À cette occasion donc, j’ai été très gâté par mon entourage. De beaux cadeaux de toutes sortes, mais surtout et avant tout des présences, des attentions et des pensées de celles et ceux qui comptent pour moi. Que des choses qui touchent et réjouissent le cœur et l’esprit.
Et donc, au cours de ce week-end d’anniversaire, il s’est passé deux choses qui m’ont marqué, et que j’ai considéré comme mes deux plus beaux cadeaux.
La première c’est que Nathan a dessiné sa première BD (de 13 pages tout de même), une aventure inédite de Tintin et Milou :-) Cela fait presque deux ans que j’avais proposé un ou deux albums de Tintin à Nathan, qui les avait poliment acceptés et lus, mais apparemment sans plus de son côté. Je n’avais pour ma part pas cherché à insister. Certes Tintin a fait partie de mes premières et plus marquantes lectures, mais je pouvais comprendre qu’à presque 35 ans d’écart, les passions d’enfance ne sont pas si aisément transposables. Mais voilà qu’une frénésie de tintinophilie a pris Nathan depuis trois-quatre mois, et il a littéralement dévoré toute la collection, lu et relu plusieurs fois chaque album. Au point de se lancer donc dans la confection de sa propre histoire, avec de chouettes idées, de l’humour, des codes narratifs et visuels (les phylactères, les onomatopées, la dynamique, le séquençage, le jeu des perspectives) inhérents au médium BD déjà compris et intégrés. Ça m’a non seulement ravi, mais aussi et surtout empli de fierté.

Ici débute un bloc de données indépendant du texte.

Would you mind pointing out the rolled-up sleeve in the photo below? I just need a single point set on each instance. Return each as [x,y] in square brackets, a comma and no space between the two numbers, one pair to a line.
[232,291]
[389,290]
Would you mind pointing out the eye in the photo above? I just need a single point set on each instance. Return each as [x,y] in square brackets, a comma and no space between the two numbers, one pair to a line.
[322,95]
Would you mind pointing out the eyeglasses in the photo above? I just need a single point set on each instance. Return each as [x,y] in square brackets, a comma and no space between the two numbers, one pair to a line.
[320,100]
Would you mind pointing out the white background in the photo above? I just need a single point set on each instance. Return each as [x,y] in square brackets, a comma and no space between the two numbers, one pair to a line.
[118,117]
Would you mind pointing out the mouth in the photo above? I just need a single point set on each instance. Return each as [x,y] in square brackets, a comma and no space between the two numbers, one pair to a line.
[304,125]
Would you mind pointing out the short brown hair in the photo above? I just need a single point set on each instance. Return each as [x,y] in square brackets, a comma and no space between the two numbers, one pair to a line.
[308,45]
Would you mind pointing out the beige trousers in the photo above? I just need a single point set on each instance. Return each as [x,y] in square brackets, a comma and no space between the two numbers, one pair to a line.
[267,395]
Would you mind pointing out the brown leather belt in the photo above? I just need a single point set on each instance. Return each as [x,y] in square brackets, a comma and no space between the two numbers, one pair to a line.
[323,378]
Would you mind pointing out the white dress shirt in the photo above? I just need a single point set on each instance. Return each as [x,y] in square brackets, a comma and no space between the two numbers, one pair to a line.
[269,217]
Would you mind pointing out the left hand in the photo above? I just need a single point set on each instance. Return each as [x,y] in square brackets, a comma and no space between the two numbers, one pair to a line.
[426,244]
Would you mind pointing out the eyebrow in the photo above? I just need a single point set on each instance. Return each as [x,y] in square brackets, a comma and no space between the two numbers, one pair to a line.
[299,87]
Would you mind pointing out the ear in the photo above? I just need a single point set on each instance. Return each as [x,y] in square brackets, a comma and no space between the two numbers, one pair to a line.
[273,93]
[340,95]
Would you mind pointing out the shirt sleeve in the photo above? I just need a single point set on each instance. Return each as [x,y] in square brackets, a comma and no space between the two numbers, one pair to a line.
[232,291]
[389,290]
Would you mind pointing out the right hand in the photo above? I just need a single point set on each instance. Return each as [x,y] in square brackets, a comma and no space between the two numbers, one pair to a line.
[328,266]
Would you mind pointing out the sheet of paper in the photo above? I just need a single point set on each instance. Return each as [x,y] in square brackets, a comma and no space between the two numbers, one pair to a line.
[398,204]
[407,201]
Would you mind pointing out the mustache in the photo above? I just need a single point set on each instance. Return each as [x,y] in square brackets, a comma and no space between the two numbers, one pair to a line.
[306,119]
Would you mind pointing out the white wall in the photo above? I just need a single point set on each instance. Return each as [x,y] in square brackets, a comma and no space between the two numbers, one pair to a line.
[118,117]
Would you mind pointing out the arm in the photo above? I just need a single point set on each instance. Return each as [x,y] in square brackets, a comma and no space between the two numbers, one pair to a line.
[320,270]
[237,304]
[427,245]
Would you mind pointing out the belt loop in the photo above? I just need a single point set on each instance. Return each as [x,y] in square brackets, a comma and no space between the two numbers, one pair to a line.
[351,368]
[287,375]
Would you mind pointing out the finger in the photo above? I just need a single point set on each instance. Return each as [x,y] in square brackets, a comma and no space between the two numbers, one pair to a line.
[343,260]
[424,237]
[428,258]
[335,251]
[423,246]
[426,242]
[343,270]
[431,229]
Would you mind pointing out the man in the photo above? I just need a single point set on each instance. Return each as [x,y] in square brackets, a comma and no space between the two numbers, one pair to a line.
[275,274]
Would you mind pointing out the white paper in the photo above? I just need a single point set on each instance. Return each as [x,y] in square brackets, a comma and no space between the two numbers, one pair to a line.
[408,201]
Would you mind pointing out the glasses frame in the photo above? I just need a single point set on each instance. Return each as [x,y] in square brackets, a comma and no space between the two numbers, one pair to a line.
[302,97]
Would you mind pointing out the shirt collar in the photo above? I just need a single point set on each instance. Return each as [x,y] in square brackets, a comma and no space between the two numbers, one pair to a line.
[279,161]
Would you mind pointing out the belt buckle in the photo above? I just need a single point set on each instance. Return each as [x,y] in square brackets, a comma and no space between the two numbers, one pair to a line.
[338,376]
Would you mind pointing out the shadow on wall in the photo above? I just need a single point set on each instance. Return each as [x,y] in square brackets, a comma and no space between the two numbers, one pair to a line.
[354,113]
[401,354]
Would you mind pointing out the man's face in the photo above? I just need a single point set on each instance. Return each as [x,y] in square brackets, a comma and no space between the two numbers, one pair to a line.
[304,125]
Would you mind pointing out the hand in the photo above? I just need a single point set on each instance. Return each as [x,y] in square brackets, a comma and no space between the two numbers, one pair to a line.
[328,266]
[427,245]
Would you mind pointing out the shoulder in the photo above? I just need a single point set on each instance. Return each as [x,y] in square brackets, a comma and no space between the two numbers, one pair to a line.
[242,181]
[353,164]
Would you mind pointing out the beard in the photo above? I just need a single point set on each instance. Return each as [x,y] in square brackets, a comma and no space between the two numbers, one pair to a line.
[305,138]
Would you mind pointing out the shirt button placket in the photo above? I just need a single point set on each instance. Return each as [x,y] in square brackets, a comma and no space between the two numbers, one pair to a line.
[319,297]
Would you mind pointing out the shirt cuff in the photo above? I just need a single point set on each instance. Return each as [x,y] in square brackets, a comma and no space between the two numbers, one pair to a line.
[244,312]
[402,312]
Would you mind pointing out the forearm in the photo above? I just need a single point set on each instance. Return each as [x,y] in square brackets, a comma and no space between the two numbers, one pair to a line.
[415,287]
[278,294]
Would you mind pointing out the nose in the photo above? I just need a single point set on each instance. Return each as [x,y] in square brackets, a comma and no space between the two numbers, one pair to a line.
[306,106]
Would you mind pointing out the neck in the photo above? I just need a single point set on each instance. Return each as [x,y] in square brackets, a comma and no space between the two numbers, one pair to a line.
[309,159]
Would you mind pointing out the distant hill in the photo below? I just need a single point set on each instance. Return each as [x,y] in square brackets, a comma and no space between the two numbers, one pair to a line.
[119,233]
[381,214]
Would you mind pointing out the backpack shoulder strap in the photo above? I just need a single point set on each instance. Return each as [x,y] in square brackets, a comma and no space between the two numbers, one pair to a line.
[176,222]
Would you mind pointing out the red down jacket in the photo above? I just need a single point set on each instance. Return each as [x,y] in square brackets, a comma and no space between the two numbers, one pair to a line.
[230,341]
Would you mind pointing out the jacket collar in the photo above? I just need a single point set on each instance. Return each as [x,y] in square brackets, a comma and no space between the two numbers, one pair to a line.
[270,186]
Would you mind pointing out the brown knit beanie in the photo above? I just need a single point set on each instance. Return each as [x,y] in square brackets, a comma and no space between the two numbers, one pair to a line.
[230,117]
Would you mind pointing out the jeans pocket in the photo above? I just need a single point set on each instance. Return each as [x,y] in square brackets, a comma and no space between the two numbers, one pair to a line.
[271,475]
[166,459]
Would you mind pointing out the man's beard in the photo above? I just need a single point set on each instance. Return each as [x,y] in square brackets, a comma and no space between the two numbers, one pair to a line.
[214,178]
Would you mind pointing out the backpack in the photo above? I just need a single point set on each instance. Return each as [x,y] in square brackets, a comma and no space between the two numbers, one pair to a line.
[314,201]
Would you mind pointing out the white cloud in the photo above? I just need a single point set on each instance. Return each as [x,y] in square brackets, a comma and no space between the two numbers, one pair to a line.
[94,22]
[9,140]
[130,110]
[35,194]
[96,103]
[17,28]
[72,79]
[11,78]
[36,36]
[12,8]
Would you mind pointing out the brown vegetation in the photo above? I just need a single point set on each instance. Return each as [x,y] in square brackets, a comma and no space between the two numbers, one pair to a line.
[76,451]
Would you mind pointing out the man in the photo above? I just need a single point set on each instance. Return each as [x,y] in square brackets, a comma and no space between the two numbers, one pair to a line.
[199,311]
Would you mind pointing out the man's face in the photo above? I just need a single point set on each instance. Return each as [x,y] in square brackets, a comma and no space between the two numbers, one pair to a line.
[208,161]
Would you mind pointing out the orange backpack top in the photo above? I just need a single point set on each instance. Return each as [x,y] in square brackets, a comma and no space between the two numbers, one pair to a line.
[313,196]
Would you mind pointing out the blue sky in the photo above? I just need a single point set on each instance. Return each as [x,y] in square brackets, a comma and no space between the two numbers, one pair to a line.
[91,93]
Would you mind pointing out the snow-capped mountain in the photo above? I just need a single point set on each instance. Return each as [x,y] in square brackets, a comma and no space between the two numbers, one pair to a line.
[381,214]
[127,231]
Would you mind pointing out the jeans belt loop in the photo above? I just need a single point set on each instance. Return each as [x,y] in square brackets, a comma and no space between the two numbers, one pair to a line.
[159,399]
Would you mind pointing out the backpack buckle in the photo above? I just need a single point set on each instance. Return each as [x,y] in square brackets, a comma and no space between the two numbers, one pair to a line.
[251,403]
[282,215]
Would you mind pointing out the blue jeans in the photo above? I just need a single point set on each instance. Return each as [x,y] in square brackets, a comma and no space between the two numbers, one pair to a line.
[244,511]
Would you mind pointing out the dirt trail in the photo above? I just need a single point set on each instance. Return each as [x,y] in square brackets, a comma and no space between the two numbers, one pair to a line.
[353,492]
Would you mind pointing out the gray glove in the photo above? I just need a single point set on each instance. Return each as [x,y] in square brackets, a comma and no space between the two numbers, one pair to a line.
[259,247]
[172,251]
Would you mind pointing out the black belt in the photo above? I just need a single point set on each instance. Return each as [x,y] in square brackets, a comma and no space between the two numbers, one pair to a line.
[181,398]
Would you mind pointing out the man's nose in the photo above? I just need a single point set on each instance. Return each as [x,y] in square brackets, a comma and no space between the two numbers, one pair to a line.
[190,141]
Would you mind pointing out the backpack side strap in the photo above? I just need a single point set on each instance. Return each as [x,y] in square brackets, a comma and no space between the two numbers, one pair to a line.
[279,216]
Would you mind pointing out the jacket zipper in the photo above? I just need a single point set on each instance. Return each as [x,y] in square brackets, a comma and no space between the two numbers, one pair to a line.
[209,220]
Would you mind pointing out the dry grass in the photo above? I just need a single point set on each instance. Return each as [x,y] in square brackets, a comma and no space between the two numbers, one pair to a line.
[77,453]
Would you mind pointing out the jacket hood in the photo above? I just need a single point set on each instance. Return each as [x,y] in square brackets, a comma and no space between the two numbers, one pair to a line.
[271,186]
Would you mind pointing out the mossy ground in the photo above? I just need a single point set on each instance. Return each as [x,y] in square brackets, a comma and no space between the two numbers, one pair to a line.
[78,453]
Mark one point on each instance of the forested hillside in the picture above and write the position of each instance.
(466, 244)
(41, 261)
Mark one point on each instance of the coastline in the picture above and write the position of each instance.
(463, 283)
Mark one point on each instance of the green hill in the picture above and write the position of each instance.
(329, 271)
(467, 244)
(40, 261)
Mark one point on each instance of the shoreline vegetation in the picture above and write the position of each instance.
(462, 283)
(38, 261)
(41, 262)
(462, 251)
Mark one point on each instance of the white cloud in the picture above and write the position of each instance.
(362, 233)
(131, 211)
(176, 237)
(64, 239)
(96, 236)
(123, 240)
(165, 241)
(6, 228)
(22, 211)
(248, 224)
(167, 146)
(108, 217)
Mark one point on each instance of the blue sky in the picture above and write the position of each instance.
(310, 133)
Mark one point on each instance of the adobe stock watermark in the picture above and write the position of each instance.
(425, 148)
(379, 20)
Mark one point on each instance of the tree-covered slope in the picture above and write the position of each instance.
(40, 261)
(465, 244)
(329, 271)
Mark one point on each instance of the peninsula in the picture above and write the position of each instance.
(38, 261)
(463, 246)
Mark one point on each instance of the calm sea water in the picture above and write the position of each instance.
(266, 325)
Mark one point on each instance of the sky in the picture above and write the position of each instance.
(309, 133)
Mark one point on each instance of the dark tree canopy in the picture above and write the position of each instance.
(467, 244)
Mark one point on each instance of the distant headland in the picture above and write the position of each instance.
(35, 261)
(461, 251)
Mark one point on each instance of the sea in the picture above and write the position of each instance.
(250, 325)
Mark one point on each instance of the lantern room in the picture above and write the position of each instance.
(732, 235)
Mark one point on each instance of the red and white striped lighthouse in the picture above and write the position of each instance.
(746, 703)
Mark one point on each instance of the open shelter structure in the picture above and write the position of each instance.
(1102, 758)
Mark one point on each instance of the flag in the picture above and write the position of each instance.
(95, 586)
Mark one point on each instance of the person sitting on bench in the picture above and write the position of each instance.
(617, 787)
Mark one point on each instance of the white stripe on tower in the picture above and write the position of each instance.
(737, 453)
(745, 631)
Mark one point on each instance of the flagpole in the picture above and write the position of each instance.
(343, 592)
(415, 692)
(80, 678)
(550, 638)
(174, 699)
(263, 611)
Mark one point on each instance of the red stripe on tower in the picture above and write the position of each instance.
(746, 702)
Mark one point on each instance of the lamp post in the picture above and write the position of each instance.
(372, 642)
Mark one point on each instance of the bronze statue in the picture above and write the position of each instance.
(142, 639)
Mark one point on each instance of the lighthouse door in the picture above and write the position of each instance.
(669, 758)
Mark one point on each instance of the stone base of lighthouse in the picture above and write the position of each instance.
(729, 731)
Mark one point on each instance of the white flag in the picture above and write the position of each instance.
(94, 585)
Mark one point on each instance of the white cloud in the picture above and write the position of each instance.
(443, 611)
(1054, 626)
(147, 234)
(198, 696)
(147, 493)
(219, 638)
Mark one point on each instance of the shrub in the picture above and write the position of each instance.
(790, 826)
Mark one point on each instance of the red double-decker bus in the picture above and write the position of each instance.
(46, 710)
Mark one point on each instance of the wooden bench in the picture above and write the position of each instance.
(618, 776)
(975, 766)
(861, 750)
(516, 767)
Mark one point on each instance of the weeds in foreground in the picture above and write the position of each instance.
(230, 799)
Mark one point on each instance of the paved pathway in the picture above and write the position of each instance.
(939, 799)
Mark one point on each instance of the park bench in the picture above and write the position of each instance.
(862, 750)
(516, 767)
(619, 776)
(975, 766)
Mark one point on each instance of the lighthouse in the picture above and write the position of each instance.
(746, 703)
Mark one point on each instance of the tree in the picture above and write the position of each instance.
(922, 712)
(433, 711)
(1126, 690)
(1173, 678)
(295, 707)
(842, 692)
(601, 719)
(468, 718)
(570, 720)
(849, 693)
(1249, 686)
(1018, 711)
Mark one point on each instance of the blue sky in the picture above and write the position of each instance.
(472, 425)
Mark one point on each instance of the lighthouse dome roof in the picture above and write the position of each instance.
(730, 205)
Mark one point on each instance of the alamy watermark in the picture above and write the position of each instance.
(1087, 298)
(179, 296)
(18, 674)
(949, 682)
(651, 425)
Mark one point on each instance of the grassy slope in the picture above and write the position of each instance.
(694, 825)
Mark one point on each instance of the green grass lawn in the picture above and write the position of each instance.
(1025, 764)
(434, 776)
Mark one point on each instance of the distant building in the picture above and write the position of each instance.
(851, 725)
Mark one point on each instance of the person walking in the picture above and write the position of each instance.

Le capitaine Haddock c'est de la Culture aussi !
La seconde c’est que Tom, du haut de ses cinq ans dont il est si fier, a commencé de son propre chef, seul dans son coin, à se mettre à lire ! Jusqu’à présent il lui arrivait régulièrement de prendre des livres et de réciter de mémoire toute l’histoire page par page quand il la connaissait par cœur, ou alors de se lancer dans de belles improvisations en posant des textes et dialogues de son cru sur les images. Mais là c’est différent : maintenant qu’il connaît l’alphabet (ça fait partie de ce qu’il a appris en seconde section de maternelle cette année) il a eu l’idée d’appliquer ses toutes nouvelles connaissances à la lecture. Et donc on l’a surpris, très sérieux et concentré, à épeler les lettres d’un mot pour voir ce que ça fait comme son. Il a compris tout seul qu’un L suivi d’un A donnait le son « LA » par exemple***. Ça m’a laissé sur le cul : cette envie de lire, son initiative personnelle sans demander à quiconque de l’aide, et la jugeote dont il a fait preuve en ayant eu l’idée d’associer les sons des lettres pour former des mots, sans parler de la concentration intense qui lui est nécessaire à déchiffrer ce qu’il voit. Comme pour l’initiative de Nathan, celle de Tom m’a complètement surpris, époustouflé, et rendu très fier.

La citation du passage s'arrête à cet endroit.